I’ve never won anything in my whole life.
I never won a music recital, hell I never even entered one.
I never won a sports championship.
I never won a talent show.
I never won a battle of the bands.
I was never first in anything, school, sports, life.
That’s not to say that I necessarily lost all of those things either. I just floated around mediocrity. I learned from an early age that competition was not something that drove me like it does with some people. And that I was more comfortable as the observer of greatness rather than the owner of it.
When I got to college I often worked with other people on their projects before I even began to think about my own. My many sleepless nights are more attributable to helping a friend find his or her way than putting grueling hours in on my own work. And if my work suffered for it, I didn’t mind much. I worked in this way so much that often after the professor would leave I would make my rounds to people I knew would want to get my perspective.
The competitive kids in class devoted all their time to their projects, and I devoted all my time to their projects too. I always did well, finished with 4.0’s in my studios but I never won honors (as the best project in the class). I’m not sure I would have anyways but having the drive to have the best project couldn’t have hurt.
I don’t regret it at all. It gave me my first inkling that I might want to teach.
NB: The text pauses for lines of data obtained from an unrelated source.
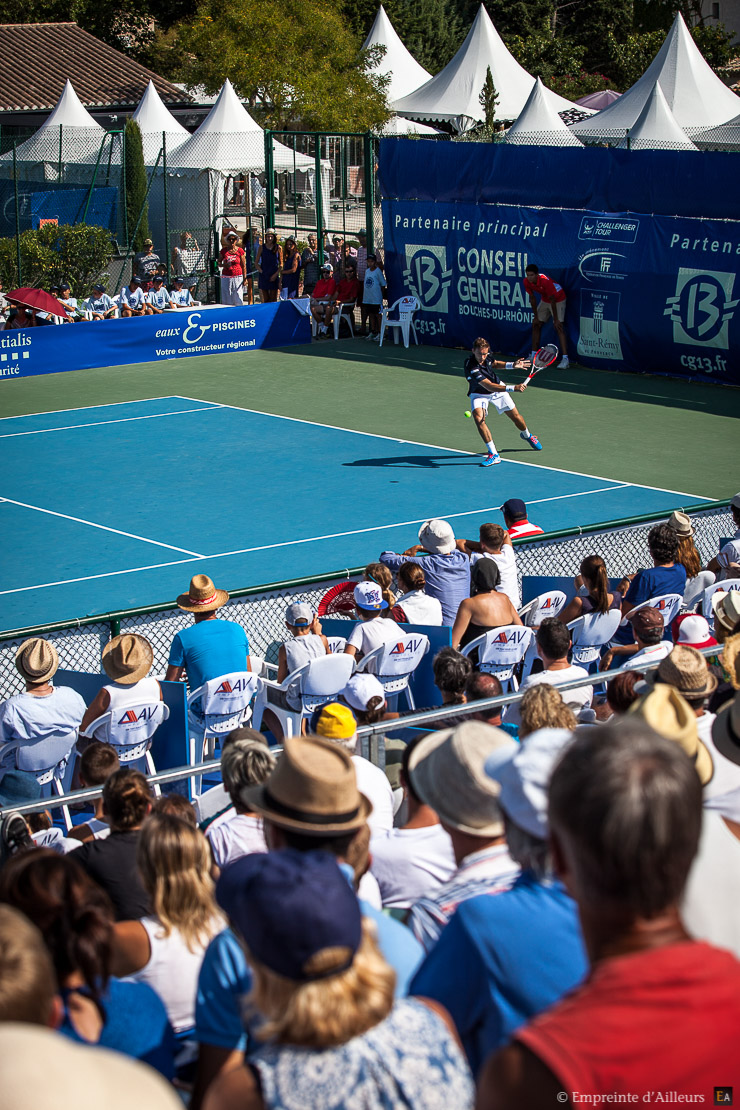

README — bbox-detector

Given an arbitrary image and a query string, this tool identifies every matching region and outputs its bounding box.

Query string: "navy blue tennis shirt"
[464,354,505,396]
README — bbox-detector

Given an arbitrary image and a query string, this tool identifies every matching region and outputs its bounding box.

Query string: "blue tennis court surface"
[0,396,711,633]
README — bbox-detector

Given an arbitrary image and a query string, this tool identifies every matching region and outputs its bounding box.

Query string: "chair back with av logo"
[461,625,534,692]
[80,701,169,785]
[357,632,430,710]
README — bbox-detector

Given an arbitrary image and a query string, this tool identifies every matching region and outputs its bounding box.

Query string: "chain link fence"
[0,504,730,698]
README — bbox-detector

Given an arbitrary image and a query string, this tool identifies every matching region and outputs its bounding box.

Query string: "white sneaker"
[364,332,375,341]
[558,355,569,368]
[372,334,380,342]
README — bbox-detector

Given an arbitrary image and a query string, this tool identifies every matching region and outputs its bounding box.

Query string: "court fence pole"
[363,131,374,254]
[162,131,170,283]
[315,136,324,266]
[12,142,22,285]
[264,130,275,231]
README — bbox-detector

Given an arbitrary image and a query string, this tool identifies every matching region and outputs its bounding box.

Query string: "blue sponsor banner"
[0,300,311,381]
[382,199,740,384]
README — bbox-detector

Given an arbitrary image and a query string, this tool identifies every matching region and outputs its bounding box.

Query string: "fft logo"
[403,245,452,313]
[665,268,738,350]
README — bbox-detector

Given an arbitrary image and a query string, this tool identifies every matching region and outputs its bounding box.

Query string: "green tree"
[605,21,733,87]
[175,0,390,131]
[123,120,151,252]
[479,66,500,127]
[0,224,113,293]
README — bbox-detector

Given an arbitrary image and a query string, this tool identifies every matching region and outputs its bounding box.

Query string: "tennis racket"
[524,343,559,384]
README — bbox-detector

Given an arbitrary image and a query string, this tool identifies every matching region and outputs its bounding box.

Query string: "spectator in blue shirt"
[119,276,148,318]
[409,727,587,1077]
[86,283,116,320]
[146,275,173,315]
[614,523,687,644]
[169,276,200,308]
[165,574,250,692]
[380,519,471,626]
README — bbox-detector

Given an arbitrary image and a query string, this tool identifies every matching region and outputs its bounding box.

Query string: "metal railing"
[0,645,724,819]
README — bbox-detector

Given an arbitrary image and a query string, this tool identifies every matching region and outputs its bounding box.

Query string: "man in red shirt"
[523,263,570,369]
[500,499,543,540]
[310,263,338,336]
[477,720,740,1109]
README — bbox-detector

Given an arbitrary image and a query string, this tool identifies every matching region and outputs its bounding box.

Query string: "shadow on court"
[344,453,478,469]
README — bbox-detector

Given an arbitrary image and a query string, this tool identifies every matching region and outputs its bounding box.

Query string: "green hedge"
[0,223,114,297]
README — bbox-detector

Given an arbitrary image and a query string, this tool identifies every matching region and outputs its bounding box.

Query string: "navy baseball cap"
[216,849,362,982]
[59,282,70,291]
[501,498,527,521]
[153,275,164,283]
[92,283,105,292]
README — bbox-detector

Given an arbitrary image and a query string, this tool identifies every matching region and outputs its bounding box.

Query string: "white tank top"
[104,676,161,713]
[131,916,217,1034]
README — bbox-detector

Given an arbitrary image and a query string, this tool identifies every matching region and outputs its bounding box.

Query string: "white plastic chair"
[0,730,77,830]
[379,296,419,348]
[460,626,534,692]
[518,591,567,627]
[683,570,715,611]
[80,701,169,790]
[619,593,684,630]
[567,610,622,669]
[252,653,355,739]
[703,578,740,630]
[333,302,356,339]
[326,636,348,654]
[356,632,430,710]
[187,672,259,777]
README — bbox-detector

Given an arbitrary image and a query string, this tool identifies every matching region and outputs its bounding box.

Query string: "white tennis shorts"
[536,298,566,322]
[471,392,516,414]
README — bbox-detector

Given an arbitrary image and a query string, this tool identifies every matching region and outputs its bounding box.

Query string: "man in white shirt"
[504,618,592,728]
[457,522,520,608]
[119,276,148,317]
[706,492,740,581]
[599,606,672,672]
[362,254,386,342]
[343,582,400,671]
[146,275,173,314]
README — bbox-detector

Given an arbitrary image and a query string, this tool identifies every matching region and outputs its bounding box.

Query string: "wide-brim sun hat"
[666,510,693,537]
[176,574,229,613]
[484,728,575,840]
[636,643,718,699]
[407,720,513,836]
[242,735,372,835]
[627,684,713,785]
[418,518,456,555]
[712,691,740,768]
[102,633,154,685]
[713,590,740,635]
[15,638,59,684]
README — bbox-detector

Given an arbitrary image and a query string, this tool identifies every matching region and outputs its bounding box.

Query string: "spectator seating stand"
[355,631,430,711]
[0,731,77,830]
[378,295,420,348]
[79,700,170,793]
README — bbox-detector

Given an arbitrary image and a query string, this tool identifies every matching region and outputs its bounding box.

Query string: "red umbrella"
[7,286,72,320]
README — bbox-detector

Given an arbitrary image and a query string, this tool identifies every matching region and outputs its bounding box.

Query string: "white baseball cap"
[354,582,388,611]
[342,674,385,712]
[485,728,575,840]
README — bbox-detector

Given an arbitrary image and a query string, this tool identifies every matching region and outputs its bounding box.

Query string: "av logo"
[403,245,452,313]
[215,677,252,695]
[494,629,528,645]
[664,268,738,350]
[390,639,424,655]
[118,707,157,725]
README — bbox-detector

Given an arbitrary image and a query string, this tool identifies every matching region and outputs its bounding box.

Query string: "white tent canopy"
[694,110,740,150]
[376,116,441,136]
[505,78,583,145]
[362,5,432,103]
[167,79,316,174]
[0,79,110,166]
[132,81,189,164]
[393,5,580,130]
[617,81,697,150]
[573,13,740,139]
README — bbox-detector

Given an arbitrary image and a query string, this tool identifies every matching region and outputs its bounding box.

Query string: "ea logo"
[665,268,738,350]
[182,313,211,345]
[403,245,452,313]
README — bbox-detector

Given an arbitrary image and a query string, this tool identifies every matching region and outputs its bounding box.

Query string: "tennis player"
[464,338,542,467]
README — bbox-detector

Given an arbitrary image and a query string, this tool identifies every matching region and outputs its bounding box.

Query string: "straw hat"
[721,633,740,691]
[102,633,154,685]
[712,590,740,635]
[712,691,740,768]
[666,510,693,537]
[176,574,229,613]
[627,684,713,785]
[15,638,58,684]
[242,735,372,834]
[407,720,513,836]
[639,644,717,700]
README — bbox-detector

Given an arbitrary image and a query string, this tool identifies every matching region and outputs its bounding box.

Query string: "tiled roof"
[0,23,192,112]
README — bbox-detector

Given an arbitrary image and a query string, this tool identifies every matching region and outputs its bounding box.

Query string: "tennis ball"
[464,409,472,418]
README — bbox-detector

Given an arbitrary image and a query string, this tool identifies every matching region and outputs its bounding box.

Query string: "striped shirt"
[408,843,520,951]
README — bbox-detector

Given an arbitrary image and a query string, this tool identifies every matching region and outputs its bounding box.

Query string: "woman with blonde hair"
[206,849,473,1110]
[112,814,225,1036]
[518,685,577,740]
[364,561,397,618]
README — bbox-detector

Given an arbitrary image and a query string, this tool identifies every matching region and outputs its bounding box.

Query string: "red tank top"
[517,941,740,1099]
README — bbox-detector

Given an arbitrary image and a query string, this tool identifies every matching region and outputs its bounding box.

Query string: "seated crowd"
[0,497,739,1105]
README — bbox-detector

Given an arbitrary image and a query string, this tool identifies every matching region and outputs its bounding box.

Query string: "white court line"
[0,482,646,596]
[0,395,187,423]
[0,405,224,440]
[0,497,205,558]
[176,395,717,503]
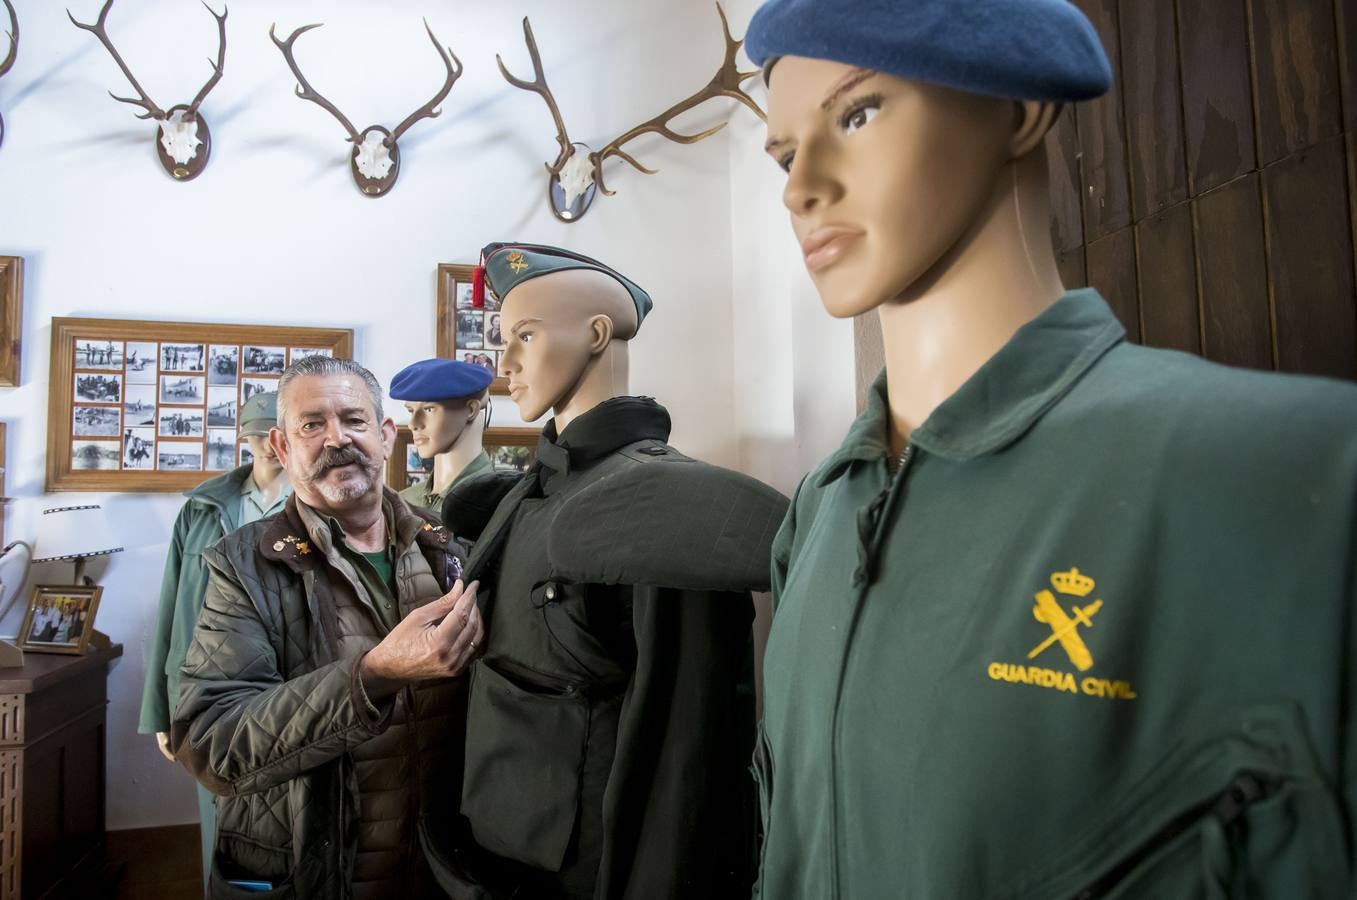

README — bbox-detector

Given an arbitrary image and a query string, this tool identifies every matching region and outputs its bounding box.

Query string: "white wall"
[0,0,855,830]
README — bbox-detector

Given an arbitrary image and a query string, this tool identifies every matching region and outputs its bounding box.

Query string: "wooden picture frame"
[17,584,103,655]
[47,317,353,492]
[436,263,509,396]
[0,257,22,387]
[387,425,540,492]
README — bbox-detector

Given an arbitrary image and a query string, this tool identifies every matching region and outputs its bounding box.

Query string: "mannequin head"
[244,433,283,479]
[499,267,638,424]
[764,59,1057,318]
[405,390,488,458]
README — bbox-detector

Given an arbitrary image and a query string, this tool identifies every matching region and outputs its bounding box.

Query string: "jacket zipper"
[1070,772,1282,899]
[832,443,916,896]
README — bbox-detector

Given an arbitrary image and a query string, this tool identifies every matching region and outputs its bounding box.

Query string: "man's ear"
[587,314,616,355]
[1009,101,1060,159]
[268,427,288,466]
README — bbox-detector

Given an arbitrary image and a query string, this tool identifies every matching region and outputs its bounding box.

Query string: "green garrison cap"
[475,242,653,329]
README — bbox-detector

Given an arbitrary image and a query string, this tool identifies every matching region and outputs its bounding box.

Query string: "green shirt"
[326,510,399,633]
[757,290,1357,898]
[399,450,493,512]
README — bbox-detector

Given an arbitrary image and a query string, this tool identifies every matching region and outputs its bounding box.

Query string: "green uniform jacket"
[399,450,493,512]
[138,464,289,734]
[756,290,1357,899]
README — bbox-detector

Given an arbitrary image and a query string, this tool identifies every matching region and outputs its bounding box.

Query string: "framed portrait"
[437,264,508,395]
[0,257,22,386]
[47,318,353,492]
[386,425,540,491]
[18,584,103,655]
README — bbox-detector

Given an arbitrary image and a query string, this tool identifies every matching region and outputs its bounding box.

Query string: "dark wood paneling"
[1086,226,1141,342]
[1178,0,1256,195]
[1073,0,1132,238]
[1136,203,1200,353]
[1120,0,1188,216]
[1264,137,1357,377]
[1046,106,1085,253]
[1057,248,1088,291]
[1340,0,1357,132]
[1195,175,1273,369]
[1250,0,1343,165]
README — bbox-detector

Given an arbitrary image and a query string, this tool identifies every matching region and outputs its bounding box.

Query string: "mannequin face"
[764,56,1014,317]
[405,398,475,458]
[244,433,283,478]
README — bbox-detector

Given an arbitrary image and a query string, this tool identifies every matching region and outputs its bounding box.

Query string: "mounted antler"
[498,2,764,222]
[271,19,462,197]
[0,0,18,150]
[68,0,227,180]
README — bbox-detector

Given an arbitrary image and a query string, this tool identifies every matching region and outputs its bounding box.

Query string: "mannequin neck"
[552,340,630,434]
[250,460,289,506]
[879,146,1065,455]
[429,419,486,494]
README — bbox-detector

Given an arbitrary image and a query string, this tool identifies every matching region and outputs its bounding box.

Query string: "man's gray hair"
[276,356,384,427]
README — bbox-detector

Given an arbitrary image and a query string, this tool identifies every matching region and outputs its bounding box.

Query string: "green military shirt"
[756,290,1357,898]
[399,450,492,512]
[323,506,400,633]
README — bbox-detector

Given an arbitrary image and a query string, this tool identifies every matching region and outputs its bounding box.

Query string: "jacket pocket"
[210,839,296,900]
[461,659,589,872]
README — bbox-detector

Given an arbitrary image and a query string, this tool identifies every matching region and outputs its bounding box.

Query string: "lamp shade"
[32,505,124,563]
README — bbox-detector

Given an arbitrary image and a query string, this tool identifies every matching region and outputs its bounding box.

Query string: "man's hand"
[359,579,484,699]
[155,731,175,762]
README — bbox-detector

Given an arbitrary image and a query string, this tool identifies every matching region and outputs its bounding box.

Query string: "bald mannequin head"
[499,268,638,427]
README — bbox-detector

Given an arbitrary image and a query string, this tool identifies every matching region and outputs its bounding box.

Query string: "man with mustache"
[172,356,484,899]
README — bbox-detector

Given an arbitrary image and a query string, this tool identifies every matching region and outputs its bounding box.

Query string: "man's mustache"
[304,445,373,481]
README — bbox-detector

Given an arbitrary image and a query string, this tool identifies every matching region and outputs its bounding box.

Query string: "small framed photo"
[72,405,121,437]
[124,383,157,425]
[160,375,204,405]
[162,343,205,372]
[18,585,103,655]
[74,340,124,370]
[241,376,277,405]
[205,429,237,471]
[289,347,332,364]
[75,372,122,403]
[438,263,508,395]
[126,341,158,380]
[208,345,239,384]
[159,444,203,471]
[243,346,286,375]
[71,439,120,470]
[158,409,204,438]
[207,385,237,427]
[123,427,155,469]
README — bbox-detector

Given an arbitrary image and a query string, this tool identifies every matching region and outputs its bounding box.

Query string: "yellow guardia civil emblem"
[506,250,528,272]
[1027,567,1099,671]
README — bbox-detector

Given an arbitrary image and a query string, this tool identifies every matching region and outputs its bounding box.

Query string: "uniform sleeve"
[769,475,809,612]
[137,507,191,734]
[170,551,392,798]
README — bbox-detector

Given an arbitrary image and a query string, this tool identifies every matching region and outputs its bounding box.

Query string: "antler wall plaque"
[497,2,764,223]
[0,0,18,150]
[68,0,227,181]
[270,20,462,198]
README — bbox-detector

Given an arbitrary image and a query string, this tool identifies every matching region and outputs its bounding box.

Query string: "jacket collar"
[534,396,671,482]
[259,489,451,572]
[184,463,255,510]
[818,289,1124,485]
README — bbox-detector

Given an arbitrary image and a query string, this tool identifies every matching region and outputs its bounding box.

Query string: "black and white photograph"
[75,372,122,403]
[241,377,276,404]
[243,346,286,375]
[75,339,124,370]
[159,446,203,471]
[124,383,157,425]
[72,405,121,437]
[122,427,154,469]
[71,439,120,470]
[240,445,254,466]
[162,343,205,372]
[490,443,533,472]
[462,350,497,375]
[483,312,505,350]
[207,386,237,427]
[205,429,237,471]
[456,310,484,350]
[289,347,332,364]
[208,345,239,385]
[125,341,158,379]
[455,281,474,310]
[160,375,204,404]
[159,409,204,438]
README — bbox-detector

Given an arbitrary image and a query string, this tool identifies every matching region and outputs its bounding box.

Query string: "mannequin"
[426,243,788,900]
[744,1,1357,898]
[390,358,495,511]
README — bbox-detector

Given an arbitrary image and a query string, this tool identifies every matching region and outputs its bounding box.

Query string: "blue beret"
[480,242,652,330]
[746,0,1112,103]
[390,358,494,402]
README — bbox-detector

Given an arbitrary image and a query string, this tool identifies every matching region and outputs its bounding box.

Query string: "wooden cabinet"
[0,645,122,899]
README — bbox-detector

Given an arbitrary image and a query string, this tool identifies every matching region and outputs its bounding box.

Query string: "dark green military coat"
[426,397,787,900]
[756,290,1357,898]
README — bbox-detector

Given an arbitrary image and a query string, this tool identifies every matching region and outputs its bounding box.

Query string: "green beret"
[477,242,652,330]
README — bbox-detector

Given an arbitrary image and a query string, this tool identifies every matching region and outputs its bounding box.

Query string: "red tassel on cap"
[472,264,485,309]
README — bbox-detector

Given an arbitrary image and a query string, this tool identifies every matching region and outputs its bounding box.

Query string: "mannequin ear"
[587,314,615,355]
[464,397,482,423]
[1009,101,1060,159]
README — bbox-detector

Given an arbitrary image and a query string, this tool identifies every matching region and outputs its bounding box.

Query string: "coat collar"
[259,489,451,572]
[818,289,1124,485]
[534,396,671,482]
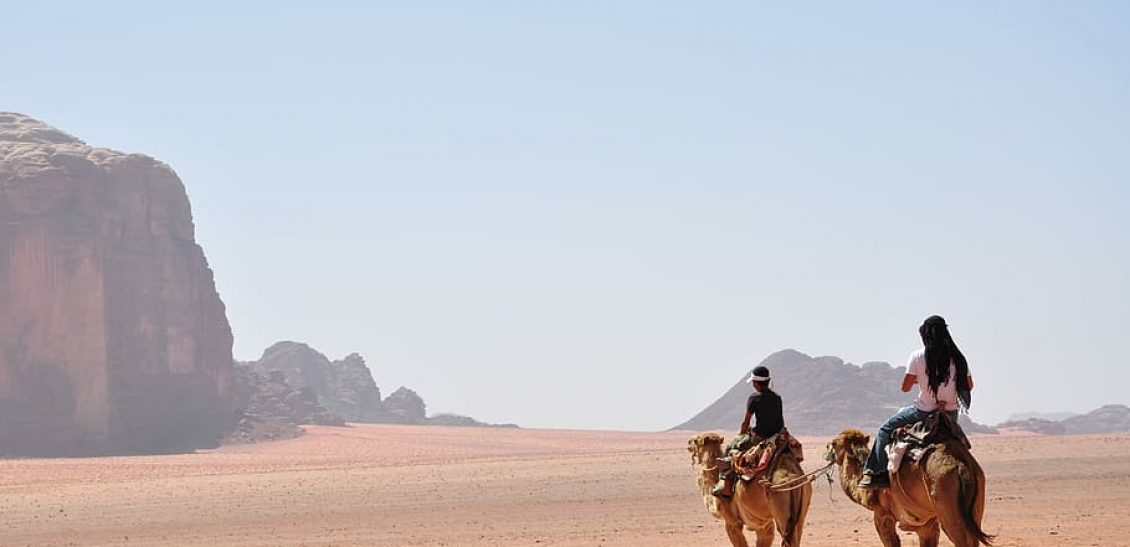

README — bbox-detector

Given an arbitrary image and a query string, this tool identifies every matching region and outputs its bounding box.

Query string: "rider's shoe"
[714,456,732,472]
[711,480,733,499]
[859,470,890,489]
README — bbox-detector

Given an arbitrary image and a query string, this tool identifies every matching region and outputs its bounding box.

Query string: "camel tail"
[957,464,995,546]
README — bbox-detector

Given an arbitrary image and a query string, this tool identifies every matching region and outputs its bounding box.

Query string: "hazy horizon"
[3,2,1127,430]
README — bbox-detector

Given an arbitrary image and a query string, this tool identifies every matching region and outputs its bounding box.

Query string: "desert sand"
[2,424,1128,546]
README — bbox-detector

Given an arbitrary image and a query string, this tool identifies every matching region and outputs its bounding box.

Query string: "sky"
[2,2,1127,430]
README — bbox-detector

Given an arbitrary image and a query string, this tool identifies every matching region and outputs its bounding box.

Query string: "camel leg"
[936,505,977,547]
[934,471,988,547]
[914,520,940,547]
[775,487,810,547]
[872,509,902,547]
[723,522,750,547]
[751,522,776,547]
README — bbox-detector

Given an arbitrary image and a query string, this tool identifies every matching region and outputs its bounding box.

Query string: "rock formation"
[227,364,343,444]
[674,349,996,435]
[242,341,512,428]
[248,341,383,422]
[328,353,385,421]
[0,113,233,456]
[382,387,426,424]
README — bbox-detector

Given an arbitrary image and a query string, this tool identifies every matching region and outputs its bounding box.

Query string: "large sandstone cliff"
[0,113,233,456]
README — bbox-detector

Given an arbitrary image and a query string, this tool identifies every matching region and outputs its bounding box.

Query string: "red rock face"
[0,113,233,456]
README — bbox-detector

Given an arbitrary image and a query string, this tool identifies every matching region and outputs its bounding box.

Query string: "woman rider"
[859,315,974,489]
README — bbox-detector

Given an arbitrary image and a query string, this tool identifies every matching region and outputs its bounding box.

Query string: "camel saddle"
[886,410,971,474]
[733,428,804,480]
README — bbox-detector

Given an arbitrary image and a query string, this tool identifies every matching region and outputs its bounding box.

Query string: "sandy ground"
[2,425,1129,546]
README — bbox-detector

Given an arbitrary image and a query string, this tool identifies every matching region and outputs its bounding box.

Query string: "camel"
[687,432,811,547]
[825,428,994,547]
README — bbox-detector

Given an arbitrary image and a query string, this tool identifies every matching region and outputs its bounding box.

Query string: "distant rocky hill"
[997,405,1130,435]
[674,349,995,436]
[1061,405,1130,434]
[994,418,1067,435]
[1007,411,1079,422]
[235,341,514,435]
[0,113,232,456]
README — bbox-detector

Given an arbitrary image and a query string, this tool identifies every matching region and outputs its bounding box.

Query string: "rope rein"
[760,461,835,492]
[826,466,836,504]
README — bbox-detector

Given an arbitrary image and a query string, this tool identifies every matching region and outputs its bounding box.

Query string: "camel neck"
[838,452,875,509]
[697,448,723,497]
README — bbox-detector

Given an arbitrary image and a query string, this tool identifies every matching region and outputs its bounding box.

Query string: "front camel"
[826,428,994,547]
[688,432,811,547]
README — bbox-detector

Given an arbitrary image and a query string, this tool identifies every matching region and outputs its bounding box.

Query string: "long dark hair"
[919,315,972,410]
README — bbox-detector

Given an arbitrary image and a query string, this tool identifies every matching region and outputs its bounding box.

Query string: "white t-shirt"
[906,349,964,412]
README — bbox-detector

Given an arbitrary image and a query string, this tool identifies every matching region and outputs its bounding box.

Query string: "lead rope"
[825,466,836,504]
[761,461,834,492]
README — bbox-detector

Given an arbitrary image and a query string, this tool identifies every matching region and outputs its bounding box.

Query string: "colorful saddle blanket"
[730,429,804,479]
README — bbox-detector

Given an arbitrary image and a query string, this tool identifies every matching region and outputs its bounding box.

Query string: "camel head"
[687,432,725,466]
[826,428,871,466]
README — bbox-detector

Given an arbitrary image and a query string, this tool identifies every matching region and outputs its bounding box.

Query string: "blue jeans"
[864,406,933,475]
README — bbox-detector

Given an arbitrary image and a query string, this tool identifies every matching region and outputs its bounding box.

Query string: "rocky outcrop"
[0,114,232,456]
[674,349,996,435]
[382,387,426,424]
[226,364,343,444]
[248,342,383,422]
[242,341,514,428]
[328,353,384,421]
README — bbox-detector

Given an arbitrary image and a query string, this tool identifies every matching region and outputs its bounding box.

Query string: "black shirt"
[746,389,784,438]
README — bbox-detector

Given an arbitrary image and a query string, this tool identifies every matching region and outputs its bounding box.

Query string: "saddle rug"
[732,429,804,479]
[887,410,971,473]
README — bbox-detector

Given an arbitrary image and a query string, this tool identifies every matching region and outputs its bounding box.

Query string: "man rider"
[712,365,785,499]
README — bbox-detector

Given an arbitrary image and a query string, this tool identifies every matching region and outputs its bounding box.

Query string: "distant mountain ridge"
[1006,411,1079,422]
[999,405,1130,435]
[674,349,995,435]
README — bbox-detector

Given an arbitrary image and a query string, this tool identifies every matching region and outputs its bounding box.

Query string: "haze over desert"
[0,424,1126,546]
[3,3,1129,546]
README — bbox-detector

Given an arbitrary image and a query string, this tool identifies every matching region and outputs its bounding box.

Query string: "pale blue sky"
[3,2,1127,429]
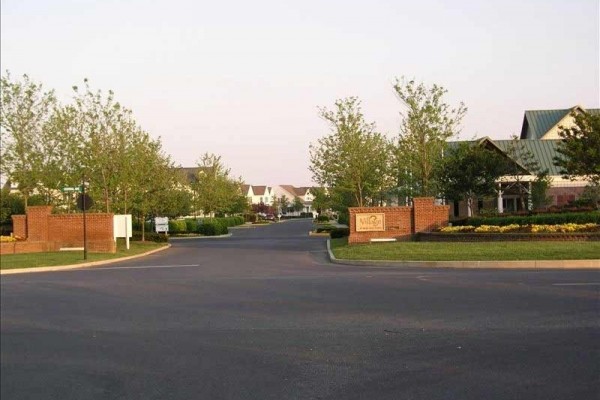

Professors noticed my helping role and sometimes asked me to sit on the critique panel for their other classes, which I enjoyed immensely.
When I got to Grad School, I studied history and theory because I believed it was a course to teaching, an idea I got from my position in undergrad. I would often find myself walking through the studios eager to help a fledgling student, which never happened. Not even once. I think they viewed me as a dinosaur and couldn’t understand what I might bring to the table.
Maybe the competition had raised that much in my few years away from school. Maybe my help was never that useful in the first place.